PyPartMC
Python (and C++) interface to PartMC with Jupyter/Python, Julia and Matlab examples
Install / Use
/learn @open-atmos/PyPartMCREADME
PyPartMC
PyPartMC is a Python interface to PartMC, a particle-resolved Monte-Carlo code for atmospheric aerosol simulation. Development of PyPartMC has been intended to remove limitations to the use of Fortran-implemented PartMC. PyPartMC facilitates the dissemination of computational research results by streamlining independent execution of PartMC simulations (also during peer-review processes). Additionally, the ability to easily package examples, simple simulations, and results in a web-based notebook allows PyPartMC to support the efforts of many members of the scientific community, including researchers, instructors, and students, with nominal software and hardware requirements.
Documentation of PyPartMC is hosted at https://open-atmos.github.io/PyPartMC. PyPartMC is implemented in C++ and it also constitutes a C++ API to the PartMC Fortran internals. The Python API can facilitate using PartMC from other environments - see, e.g., Julia and Matlab examples below.

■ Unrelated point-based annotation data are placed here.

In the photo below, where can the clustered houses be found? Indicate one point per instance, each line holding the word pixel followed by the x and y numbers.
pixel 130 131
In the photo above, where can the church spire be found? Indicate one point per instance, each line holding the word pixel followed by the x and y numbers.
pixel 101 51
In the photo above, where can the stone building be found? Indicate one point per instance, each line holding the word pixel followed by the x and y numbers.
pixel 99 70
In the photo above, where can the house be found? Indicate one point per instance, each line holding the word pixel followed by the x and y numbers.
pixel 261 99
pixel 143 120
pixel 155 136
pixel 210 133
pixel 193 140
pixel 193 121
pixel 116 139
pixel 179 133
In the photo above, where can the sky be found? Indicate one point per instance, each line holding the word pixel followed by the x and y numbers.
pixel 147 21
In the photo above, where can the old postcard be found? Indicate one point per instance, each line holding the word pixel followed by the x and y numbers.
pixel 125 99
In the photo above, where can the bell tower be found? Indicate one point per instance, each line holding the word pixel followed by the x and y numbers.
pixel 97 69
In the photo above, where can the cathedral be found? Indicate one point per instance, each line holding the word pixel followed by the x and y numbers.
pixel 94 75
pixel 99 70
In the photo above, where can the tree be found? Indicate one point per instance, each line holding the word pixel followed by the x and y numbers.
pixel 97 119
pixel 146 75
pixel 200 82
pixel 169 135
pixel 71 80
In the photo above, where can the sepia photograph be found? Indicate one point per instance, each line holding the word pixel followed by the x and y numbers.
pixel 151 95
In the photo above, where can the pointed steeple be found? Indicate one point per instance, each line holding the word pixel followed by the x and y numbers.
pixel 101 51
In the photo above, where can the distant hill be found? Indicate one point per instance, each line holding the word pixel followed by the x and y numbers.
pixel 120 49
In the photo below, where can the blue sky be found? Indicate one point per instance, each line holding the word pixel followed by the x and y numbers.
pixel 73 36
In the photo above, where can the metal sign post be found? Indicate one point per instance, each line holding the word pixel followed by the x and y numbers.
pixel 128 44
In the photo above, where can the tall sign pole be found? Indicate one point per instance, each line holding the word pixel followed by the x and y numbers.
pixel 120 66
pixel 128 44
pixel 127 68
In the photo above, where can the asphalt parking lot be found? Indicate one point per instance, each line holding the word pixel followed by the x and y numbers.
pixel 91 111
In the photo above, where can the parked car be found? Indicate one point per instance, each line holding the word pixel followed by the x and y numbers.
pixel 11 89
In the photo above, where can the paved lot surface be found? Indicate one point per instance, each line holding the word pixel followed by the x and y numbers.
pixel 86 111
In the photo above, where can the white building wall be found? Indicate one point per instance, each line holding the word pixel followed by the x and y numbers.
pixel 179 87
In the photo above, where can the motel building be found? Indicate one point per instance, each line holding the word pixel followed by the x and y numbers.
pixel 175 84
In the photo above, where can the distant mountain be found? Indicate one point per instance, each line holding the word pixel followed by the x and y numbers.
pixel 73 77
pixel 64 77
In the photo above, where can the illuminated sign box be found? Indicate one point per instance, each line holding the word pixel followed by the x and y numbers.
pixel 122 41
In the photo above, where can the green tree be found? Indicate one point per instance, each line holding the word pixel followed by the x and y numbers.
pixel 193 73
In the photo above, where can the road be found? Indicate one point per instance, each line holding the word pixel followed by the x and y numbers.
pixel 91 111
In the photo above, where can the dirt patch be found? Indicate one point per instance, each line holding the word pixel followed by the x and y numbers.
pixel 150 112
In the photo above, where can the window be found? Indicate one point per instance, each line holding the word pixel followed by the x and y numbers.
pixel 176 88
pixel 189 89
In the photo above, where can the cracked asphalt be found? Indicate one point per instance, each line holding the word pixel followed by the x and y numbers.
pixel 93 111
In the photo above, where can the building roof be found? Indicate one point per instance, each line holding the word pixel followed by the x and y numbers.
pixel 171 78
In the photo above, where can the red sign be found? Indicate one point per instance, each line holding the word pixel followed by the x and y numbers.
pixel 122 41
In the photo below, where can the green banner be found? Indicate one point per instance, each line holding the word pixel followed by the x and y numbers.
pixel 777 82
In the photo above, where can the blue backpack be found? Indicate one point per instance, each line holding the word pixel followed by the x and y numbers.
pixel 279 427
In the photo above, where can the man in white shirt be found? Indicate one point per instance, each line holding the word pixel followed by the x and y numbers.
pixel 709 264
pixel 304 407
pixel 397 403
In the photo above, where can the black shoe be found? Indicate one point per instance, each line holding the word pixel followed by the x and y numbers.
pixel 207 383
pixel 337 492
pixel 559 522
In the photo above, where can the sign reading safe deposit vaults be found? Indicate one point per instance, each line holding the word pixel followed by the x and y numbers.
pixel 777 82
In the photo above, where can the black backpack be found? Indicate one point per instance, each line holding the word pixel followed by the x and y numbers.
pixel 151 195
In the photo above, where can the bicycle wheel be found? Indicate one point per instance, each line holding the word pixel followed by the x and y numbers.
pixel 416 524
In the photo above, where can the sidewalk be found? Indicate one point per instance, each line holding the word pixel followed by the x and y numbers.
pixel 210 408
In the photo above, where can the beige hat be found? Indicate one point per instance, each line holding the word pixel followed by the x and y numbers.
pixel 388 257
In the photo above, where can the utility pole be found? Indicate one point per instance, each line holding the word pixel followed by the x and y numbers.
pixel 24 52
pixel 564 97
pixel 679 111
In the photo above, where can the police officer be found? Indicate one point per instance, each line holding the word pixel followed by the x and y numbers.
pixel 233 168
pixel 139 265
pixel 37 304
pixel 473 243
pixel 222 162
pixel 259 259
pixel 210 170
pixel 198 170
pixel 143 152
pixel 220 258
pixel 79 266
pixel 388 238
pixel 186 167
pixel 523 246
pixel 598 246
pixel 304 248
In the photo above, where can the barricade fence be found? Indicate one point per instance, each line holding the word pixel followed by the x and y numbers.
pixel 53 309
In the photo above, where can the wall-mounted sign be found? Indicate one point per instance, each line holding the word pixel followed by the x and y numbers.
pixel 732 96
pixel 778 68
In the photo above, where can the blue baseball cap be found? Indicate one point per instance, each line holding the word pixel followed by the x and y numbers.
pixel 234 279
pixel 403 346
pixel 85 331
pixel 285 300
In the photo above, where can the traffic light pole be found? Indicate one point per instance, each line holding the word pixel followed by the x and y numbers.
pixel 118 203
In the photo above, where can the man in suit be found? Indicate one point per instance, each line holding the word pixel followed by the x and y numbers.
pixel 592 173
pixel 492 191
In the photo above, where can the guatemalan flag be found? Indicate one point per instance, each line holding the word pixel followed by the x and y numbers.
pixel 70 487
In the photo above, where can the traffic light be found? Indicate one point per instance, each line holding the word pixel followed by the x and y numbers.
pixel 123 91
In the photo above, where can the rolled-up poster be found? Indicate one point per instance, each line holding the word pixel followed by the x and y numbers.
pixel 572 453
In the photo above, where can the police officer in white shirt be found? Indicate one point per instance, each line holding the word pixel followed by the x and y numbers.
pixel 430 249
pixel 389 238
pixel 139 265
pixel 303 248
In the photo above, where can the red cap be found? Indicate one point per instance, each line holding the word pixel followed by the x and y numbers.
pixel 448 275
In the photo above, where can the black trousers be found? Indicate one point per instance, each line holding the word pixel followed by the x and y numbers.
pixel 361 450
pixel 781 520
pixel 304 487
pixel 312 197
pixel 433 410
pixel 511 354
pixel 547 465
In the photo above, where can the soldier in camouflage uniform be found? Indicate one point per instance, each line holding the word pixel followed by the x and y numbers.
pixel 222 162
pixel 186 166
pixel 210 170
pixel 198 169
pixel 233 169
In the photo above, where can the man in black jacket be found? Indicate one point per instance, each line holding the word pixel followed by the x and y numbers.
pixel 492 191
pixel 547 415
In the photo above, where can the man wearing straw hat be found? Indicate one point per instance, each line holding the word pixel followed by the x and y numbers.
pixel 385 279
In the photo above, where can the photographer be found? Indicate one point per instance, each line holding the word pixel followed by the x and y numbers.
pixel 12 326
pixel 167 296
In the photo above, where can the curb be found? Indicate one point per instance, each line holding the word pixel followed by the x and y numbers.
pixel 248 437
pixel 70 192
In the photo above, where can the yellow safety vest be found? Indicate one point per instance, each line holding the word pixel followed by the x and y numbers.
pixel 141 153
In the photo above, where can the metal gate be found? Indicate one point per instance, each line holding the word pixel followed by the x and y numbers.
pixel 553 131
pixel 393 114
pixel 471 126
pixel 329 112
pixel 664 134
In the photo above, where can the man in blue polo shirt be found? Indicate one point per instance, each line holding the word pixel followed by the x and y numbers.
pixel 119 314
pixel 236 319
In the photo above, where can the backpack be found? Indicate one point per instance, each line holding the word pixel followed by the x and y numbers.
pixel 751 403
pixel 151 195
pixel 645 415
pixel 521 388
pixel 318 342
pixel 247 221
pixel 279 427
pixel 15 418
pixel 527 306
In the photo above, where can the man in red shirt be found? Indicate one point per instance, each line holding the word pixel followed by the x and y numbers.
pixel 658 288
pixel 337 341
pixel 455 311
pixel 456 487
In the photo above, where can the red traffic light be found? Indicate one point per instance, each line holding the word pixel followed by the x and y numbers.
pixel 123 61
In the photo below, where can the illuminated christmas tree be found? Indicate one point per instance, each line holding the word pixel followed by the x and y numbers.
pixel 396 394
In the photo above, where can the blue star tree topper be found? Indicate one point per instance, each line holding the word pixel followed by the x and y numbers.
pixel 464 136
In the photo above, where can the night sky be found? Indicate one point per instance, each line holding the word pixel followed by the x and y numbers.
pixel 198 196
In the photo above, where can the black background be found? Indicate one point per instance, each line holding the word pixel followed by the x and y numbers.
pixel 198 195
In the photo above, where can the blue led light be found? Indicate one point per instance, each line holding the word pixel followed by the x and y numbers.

For an outline of the project, rationale, architecture, and features, refer to: D'Aquino et al., 2024 (SoftwareX) (please cite if PyPartMC is used in your research). For a list of talks and other relevant resources, please see project Wiki. If interested in contributing to PyPartMC, please have a look a the notes for developers.
Installation
Using the command-line pip tool (also applies to conda environments)
pip install PyPartMC
Note that, depending on the environment (OS, hardware, Python version), the pip-install invocation may either trigger a download of a pre-compiled binary, or trigger compilation of PyPartMC. In the latter case, a Fortran compiler and some development tools includiong CMake, m4 and perl are required (while all non-Python dependencies are included in the PyPartMC source archive). In both cases, all Python dependencies will be resolved by pip.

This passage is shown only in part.